Mental health trust among lowest in England for staff satisfaction with standard of care

PUBLISHED: 17:56 08 March 2017 | UPDATED: 17:56 08 March 2017

Picture: Ian Burt.

Picture: Ian Burt.

Archant © 2011

Four of Norfolk and Suffolk’s seven NHS trusts have scored below the national average in two key questions asked of staff in the annual NHS Staff Survey.

Graphic shows the response from staff at the region's NHS trusts to two key questions in the NHS Staff Survey. Graphic by Rob McVicar. Graphic shows the response from staff at the region's NHS trusts to two key questions in the NHS Staff Survey.
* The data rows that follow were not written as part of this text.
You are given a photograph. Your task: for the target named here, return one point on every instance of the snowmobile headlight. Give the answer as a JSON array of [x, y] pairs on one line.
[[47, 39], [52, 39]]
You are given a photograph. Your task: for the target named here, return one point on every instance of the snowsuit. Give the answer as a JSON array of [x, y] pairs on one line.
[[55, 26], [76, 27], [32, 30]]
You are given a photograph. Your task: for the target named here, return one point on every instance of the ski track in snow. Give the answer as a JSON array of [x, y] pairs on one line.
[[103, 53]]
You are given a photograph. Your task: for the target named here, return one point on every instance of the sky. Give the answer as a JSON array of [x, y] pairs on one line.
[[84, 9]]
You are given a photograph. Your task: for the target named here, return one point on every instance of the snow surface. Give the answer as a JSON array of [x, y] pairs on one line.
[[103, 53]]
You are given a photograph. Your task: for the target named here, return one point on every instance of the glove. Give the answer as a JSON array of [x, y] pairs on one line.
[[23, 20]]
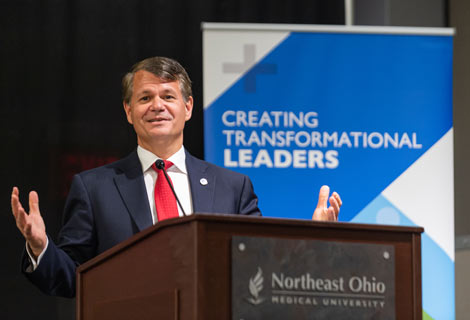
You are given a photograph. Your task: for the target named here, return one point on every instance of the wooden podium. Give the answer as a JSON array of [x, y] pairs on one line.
[[181, 268]]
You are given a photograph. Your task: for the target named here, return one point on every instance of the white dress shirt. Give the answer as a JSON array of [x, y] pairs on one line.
[[177, 173]]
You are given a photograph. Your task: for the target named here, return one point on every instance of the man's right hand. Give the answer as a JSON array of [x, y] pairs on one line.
[[31, 225]]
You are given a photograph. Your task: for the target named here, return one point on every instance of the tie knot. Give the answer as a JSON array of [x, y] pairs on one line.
[[167, 163]]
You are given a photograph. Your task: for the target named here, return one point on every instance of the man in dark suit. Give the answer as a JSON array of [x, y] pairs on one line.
[[109, 204]]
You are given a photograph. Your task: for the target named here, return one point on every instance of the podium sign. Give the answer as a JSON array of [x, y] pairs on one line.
[[276, 278]]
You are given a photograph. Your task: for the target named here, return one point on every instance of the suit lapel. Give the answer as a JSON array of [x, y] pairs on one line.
[[131, 186], [202, 184]]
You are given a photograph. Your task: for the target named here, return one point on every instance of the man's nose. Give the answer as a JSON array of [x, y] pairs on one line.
[[158, 104]]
Graphic by Rob McVicar.

The worst performing trust across the two questions was Norfolk and Suffolk NHS Foundation Trust (NSFT), which provides mental healthcare to patients.

Just 48pc of staff (the third worst score of all NHS trusts in England) said they would be happy with the standard of care provided to a friend or a relative, while 45pc said they would recommend it as a place to work.

However both those scores are an improvement on the trust’s performance in the previous year.

Michael Scott, chief executive of NSFT, said the improvement was heartening but admitted he was concerned about the response to the question over the standard of care.

“Though not yet where we would like to be, a significantly larger number of staff this year said they would be happy with our care,” he said.

“While we have seen this significant improvement this year, and since we began our turnaround in 2014, there are still many areas where our scores have come in below the national average when compared to other mental health and learning disability trusts.

“Of course, we remain committed to improve in those areas where we compare least favourably with other mental health trusts and have invited all of our staff to discuss these results with their team leaders and suggest what more we can all do.

“We have more staff telling us how they feel which shows that they believe we are listening and making changes as a result, and that more of our staff saying more positive things.”

Meanwhile the Norfolk Community Health and Care NHS Trust (NCH&C), East of England Ambulance Service NHS Trust (EEAST), and Queen Elizabeth Hospital King’s Lynn NHS Foundation Trust (QEH) all scored below the national average in the two questions.

Roisin Fallon-Williams, chief executive of NCH&C, said: “There is some encouraging progress, but we recognise there is more to do and we will be looking to address any areas for concern to ensure that our staff and patients have the right level of support in place.

“We are pleased that the proportion of staff witnessing errors has decreased, and that over two years we have seen a significant increase in staff who would recommend us as a place to work or receive treatment.

“That confirms we are moving in the right direction, but we still have more we want to do.

“Large-scale staff engagement processes have been implemented, which provide opportunities for staff to give us their feedback, and which we can use to bring about positive change.

“We did see a worrying increase in the trend for abuse and harassment from members of the public, and we want to make absolutely clear that this is not acceptable.”

Dorothy Hosein, chief executive of QEH, said: “Clearly we are pleased that staff motivation at work and satisfaction with the support they receive is above the national average.

“However, we take the areas highlighted for improvement very seriously.

“Every year we use the results of the national NHS staff survey to help us improve our staff’s experience of working at the hospital. “Following on from feedback from last year’s staff survey we have done a considerable amount of work on staff health and wellbeing.

“I anticipate that this will result in a significant positive impact on next year’s results.

“We continue to listen to staff in a variety of ways, including the results of the national staff survey, and to act on the feedback we receive to improve everyone’s experience of working at the QEH.”

An EEAST spokesman said: “Over the past year we have had a major focus on developing the culture of the organisation.

“This work, based on the results of the cultural audit we carried out last year, is now being driven forward by a steering group made up of staff and we expect this to have positive impacts for staff over the coming months.

“While we have seen our results against these two indicators remain relatively static, we have seen improvements in our attrition rate, the number of staff who see that the trust’s top priority is the care of patients, and increased interest from graduate paramedics.

“We continue to work to improve the balance between patient safety and staff wellbeing, through the development of our health and wellbeing hub and other initiatives.”